Отец Александр Борисов, священник церкви Космы и Дамиана на Столешниковом, бывший генетик, который свел Тимофеева-Ресовского и Александра Меня:

- 7 сентября сто лет Тимофееву-Ресовскому, как видится его образ сейчас и будете ли вы принимать участие в каких-то торжественных церемониях?

- Я буду в Обнинске 18 сентября, приму участие в конференции и потом буду служить панихиду вместе с местным священником отцом Владимиром. Это в Обнинске. А здесь я все время поминаю его с Еленой Александровной. Это был замечательный пример человека, который соединил в себе религиозный взгляд на мир, глубокую религиозную веру, и мировоззрение замечательного русского ученого. Так что в его лице, и я всем специально об этом говорил, в его лице пример человека, у которого не было никакого противоречия между научным мировоззрением и глубокой христианской православной верой.

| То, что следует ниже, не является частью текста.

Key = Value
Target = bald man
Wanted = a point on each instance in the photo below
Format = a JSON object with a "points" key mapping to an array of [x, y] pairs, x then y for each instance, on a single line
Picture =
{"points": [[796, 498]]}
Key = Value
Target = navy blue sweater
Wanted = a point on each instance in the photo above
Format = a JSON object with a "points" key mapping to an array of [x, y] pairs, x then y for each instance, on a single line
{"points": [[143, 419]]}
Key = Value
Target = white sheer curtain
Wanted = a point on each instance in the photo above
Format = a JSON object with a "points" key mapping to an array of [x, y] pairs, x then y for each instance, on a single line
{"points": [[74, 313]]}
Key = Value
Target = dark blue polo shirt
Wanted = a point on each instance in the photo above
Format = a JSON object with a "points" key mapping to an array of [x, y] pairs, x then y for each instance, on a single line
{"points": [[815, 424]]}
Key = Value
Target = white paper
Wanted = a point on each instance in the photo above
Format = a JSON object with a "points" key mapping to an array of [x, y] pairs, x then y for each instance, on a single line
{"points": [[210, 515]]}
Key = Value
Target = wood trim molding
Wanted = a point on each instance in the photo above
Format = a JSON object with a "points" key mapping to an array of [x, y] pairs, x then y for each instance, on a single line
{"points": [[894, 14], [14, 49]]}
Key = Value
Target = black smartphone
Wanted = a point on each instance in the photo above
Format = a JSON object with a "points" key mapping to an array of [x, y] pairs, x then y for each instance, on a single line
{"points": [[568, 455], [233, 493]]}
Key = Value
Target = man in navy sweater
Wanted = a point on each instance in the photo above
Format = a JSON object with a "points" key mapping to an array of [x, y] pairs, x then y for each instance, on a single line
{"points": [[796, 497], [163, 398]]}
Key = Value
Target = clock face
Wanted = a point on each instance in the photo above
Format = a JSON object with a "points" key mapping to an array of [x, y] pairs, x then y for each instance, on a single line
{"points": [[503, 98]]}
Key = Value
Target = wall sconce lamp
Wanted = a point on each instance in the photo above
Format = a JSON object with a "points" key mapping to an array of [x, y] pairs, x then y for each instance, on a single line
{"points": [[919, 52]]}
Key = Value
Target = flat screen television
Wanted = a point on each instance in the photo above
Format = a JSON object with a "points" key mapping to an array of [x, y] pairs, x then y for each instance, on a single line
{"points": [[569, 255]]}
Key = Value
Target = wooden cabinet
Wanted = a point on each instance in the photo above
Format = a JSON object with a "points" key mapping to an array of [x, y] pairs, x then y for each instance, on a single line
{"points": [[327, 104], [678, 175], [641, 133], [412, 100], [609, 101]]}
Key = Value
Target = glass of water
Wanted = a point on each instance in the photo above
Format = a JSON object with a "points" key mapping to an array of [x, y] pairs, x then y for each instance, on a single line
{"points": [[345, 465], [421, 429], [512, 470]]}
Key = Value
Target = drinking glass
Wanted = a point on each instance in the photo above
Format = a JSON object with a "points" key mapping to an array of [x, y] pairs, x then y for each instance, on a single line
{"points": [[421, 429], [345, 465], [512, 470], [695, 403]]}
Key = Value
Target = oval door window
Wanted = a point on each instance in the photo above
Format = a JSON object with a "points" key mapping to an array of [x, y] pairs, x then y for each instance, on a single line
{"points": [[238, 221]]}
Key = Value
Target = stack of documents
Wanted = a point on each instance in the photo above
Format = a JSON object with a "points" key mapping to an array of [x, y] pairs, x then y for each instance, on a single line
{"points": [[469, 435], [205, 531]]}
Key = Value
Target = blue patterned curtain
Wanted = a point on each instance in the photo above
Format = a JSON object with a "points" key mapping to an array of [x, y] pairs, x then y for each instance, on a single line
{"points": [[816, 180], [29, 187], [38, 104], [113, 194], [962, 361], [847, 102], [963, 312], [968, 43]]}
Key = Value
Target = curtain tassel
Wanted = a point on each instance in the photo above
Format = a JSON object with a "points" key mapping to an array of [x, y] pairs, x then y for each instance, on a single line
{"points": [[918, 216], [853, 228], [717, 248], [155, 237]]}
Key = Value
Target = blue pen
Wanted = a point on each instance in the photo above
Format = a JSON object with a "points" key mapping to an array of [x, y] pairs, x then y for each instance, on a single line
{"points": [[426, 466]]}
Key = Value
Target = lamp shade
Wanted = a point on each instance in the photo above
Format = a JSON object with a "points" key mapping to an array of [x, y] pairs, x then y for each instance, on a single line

- Это правда, что именно вы его познакомили с Александром Менем?

- Да, когда он тяжело болел, я привозил к нему отца Александра, чтобы исповедовать и причастить.

- Куда подевались его недоброжелатели, столько было борьбы с ним, а теперь либо молчат, либо говорят что-то невнятное…

- Ну и слава богу, слава богу. Тогда это наверное имело какую-то политическую поддержку, сейчас она исчезла. Еще для меня Николай Владимирович важен тем, что он как бы был крестным отцом первой книги, которую я перевел, о вере и имеющую связь с биологией – «Life after life» Раймонда Моуди. «Жизнь после жизни». Прежде, чем я переводил, принес ему английский вариант этой книги, и у Гранина в повести «Зубр», там есть момент, когда он читает на английском «Жизнь после жизни». Это был как раз тот самый момент, он целиком одобрил мою идею перевести эту книгу. Это опыт людей, переживших клиническую смерть – более ста пятидесяти человек – которые утверждали, что они уже не просто верят, а они знали, что есть жизнь души после смерти тела, потому что они ТАМ были и вернулись. Николай Владимирович целиком одобрил идею перевода, я перевел, это был примерно 76 год, запустил в самиздат. Она уже тогда циркулировала и очень многих людей поддерживала в их поисках истины.

- Спасибо огромное.

 

Борис Владимирович Конюхов, профессор Института общей генетики (28.09.00 ЦДЖ):

- Ну, Тимофеев-Ресовский крупный ученый сейчас, хороший человек, так считается, и так далее. Это общепринятое мнение. Многие, которые идеи он развивал, они сейчас находят поддержку научной общественности. И он действительно много сделал в науке, особенно в генетике. Это выдающийся генетик. В генетике развития, в частности то, что касается близко меня, моей области

- Куда сейчас подевались гонители и почему так получилось парадоксально, что Дубинин выступал против реабилитации Тимофеева, то есть коллега-интеллигент, ученый, а нелюбимый нами всеми Виктор Илюхин, наоборот, спровоцировал реабилитацию?

- А кто это?

- Виктор Иванович Илюхин, соратник Макашова, это была целевая указка сверху, он был проводником и ничего не понял даже, я брал у него интервью по этому поводу именно в связи с Тимофеевым недавно, он депутат Госдумы.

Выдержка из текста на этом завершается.